The above-mentioned storage medium may be a read-only memory, a magnetic disk or an optical disk, or the like.

Although the embodiments of the present application have been shown and described above, it will be understood that the above embodiments are illustrative and not to be construed as limiting the application, and that variations, modifications, alternatives and variations may be made to the embodiments described above by those of ordinary skill in the art within the scope of the application.

Claims

1. A method of generating a capture assist image, comprising:

acquiring image data comprising one or more items to be grabbed;

combining the capture assistance layer with image data comprising one or more items to be captured to generate a user selected capture assistance image;

the capture assistance data includes: a value associated with the user selected capture assistance image and a mask of the grippable region of the item to be captured.

2. The method of generating a capture-assist image of claim 1 wherein the image data is within the same interactive interface as the operable controls.

3. The method of generating a capture-assist image of claim 1 wherein the image data is within a different interactive interface than the operable controls.
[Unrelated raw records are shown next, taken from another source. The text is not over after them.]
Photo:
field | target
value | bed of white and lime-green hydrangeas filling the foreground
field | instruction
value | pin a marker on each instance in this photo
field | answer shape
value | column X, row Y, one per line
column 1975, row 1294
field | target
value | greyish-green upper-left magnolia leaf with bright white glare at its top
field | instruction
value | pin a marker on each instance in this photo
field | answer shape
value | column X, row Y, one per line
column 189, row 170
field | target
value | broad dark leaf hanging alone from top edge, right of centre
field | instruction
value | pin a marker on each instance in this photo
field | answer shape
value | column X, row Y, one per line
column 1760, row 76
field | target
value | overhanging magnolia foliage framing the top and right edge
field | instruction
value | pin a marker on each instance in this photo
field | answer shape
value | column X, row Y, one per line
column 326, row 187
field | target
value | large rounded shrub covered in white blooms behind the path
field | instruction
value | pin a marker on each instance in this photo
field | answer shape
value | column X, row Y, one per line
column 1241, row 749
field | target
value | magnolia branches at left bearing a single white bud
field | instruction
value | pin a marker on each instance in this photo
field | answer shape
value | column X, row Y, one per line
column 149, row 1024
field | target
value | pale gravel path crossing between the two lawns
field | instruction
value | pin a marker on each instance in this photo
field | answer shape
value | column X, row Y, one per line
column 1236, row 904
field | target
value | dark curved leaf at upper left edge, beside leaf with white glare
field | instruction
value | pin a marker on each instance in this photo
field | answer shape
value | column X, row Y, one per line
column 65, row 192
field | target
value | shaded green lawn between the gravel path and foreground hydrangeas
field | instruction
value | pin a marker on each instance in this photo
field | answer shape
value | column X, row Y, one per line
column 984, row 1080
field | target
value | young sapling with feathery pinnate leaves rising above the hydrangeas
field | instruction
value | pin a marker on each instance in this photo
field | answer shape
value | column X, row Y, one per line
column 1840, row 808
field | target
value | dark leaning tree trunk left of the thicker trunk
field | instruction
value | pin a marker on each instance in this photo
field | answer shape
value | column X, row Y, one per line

4. A method of generating a capture assistance image as claimed in claim 3 in which said different interactive interfaces are switched in response to user operation.

5. The method of generating a capture-assist image of any of claims 1-4 wherein said combining the capture-assist layer with image data comprising one or more items to be captured comprises: after adjusting the color, transparency and/or contrast of the grabbing auxiliary layer, the adjusted grabbing auxiliary layer is combined with image data comprising one or more objects to be grabbed.

6. An apparatus for generating a capture assist image, comprising:

an auxiliary image generation module for combining the capture auxiliary image layer with image data comprising one or more items to be captured to generate a user-selected capture auxiliary image;

7. The apparatus for generating a capture-assisted image of claim 6 wherein said image data is within the same interactive interface as the operable controls.

8. The apparatus for generating a capture-assisted image of claim 6 wherein the image data is within a different interactive interface than the operable controls.

9. The apparatus for generating a capture-assisted image of claim 8 wherein the different interactive interfaces are switched in response to user operation.

10. The apparatus for generating a capture auxiliary image according to any one of claims 6-9, wherein the auxiliary image generation module is further configured to: after adjusting the color, transparency and/or contrast of the grabbing auxiliary layer, the adjusted grabbing auxiliary layer is combined with image data comprising one or more objects to be grabbed.

11. An electronic device, comprising: a memory, a processor and a computer program stored on the memory and executable on the processor, the processor implementing the method of generating a capture-assist image according to any one of claims 1 to 5 when the computer program is executed.

12. A computer-readable storage medium, on which a computer program is stored, characterized in that the computer program, when being executed by a processor, implements the method of generating a grab-assist image according to any of claims 1 to 5.